Andrei Mironov, a longtime activist, headed to Manezh Square near the Kremlin on Monday evening to see what was happening. He and others have been fearing an even tougher crackdown on dissent after the Olympics.
Mironov was on the corner near Hotel National, not far from Red Square, when he called a journalist to say that people were gathering. As he spoke to her loudly in English, riot police threw him into a police van.
There he found himself in the company of Maria Alyokhina and Nadezhda Tolokonnikova, members of the punk rock group Pussy Riot. He handed the phone to Tolokonnikova, who said the two women had been detained earlier in the day at the court but had been released. Now the authorities were threatening them with charges of disobeying police, she said.

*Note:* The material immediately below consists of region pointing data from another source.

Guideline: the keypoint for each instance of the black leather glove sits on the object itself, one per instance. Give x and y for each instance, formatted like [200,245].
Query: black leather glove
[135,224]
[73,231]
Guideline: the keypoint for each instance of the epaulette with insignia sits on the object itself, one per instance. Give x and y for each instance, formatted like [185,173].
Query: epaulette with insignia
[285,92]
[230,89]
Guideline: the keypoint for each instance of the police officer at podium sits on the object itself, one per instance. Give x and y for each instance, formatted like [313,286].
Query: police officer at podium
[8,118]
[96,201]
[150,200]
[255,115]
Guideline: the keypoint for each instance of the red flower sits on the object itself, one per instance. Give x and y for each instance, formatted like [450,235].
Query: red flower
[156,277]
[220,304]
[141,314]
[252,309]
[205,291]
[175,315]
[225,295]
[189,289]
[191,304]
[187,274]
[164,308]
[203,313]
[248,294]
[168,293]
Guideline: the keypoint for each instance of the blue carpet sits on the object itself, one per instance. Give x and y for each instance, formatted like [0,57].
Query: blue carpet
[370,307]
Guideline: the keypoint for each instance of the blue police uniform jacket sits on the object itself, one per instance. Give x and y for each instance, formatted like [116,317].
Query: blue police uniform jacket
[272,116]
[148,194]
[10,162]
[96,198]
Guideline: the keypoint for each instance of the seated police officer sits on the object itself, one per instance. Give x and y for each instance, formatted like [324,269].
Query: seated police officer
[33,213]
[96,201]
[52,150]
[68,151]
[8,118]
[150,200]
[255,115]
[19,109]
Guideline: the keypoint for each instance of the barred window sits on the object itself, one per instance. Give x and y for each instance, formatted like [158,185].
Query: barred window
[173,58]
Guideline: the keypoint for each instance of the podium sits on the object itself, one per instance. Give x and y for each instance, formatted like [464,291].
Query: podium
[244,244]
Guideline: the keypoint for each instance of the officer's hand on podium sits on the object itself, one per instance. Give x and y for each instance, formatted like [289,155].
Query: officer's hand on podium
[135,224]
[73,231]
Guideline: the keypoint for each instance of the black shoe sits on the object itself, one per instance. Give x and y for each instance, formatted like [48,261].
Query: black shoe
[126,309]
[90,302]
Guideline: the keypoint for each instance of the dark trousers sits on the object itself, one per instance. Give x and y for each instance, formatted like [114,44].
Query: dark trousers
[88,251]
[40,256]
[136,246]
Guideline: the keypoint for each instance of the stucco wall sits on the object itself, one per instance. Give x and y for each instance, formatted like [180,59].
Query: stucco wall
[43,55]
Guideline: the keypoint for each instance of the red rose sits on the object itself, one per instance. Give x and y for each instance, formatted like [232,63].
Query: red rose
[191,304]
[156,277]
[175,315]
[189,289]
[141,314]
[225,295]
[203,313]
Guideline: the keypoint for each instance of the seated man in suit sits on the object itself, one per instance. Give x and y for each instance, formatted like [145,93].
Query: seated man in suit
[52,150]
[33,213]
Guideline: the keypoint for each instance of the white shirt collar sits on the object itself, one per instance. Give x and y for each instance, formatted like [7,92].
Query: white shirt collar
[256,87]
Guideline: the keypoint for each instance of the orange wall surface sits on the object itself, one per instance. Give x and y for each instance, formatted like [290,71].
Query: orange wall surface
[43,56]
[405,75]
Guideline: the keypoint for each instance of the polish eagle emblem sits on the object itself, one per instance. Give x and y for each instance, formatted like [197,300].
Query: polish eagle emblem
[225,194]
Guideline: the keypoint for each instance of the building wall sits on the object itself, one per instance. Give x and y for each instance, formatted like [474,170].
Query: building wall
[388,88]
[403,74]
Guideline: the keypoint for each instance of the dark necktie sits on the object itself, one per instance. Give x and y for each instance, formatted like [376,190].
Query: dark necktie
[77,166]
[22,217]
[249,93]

“They’re afraid,” she said of the authorities. “They’re afraid of what’s happening in Ukraine.”
Mironov agreed. He said the police presence had been unusually heavy, both at the court earlier in the day and at the square in the evening. “They’re worried the revolution in Ukraine will set off the same thing here,” he said. And, in the morning, demonstrators had been shouting “Maidan,” referring to Ukraine’s Independence Square, the center of that country’s protest movement.
Then, still in the police van, he handed the phone to a 24-year-old German tourist from Cologne. She spoke on the condition of anonymity, fearing police reprisals if they knew she had spoken to a reporter. She and a friend were standing on the corner, she said, heading toward Red Square. Suddenly, she said, five police officers grabbed her and hauled her away. They did not take her friend.
About the same time, opposition leader Boris Nemtsov was being detained at a square across from the Bolshoi Theater, according to the Interfax news agency. Alexei Navalny, another leader, was detained — for the second time Monday — and taken away in a police van.
Back in the first van, Mironov handed the phone to Vladimir Akimenkov, among those who had been arrested and charged over protests in Moscow’s Bolotnaya Square in May 2012. He had suffered months in jail, his eyesight deteriorating dangerously, until he was freed under an amnesty in December.
“We did nothing,” he said. “We are peaceful citizens.”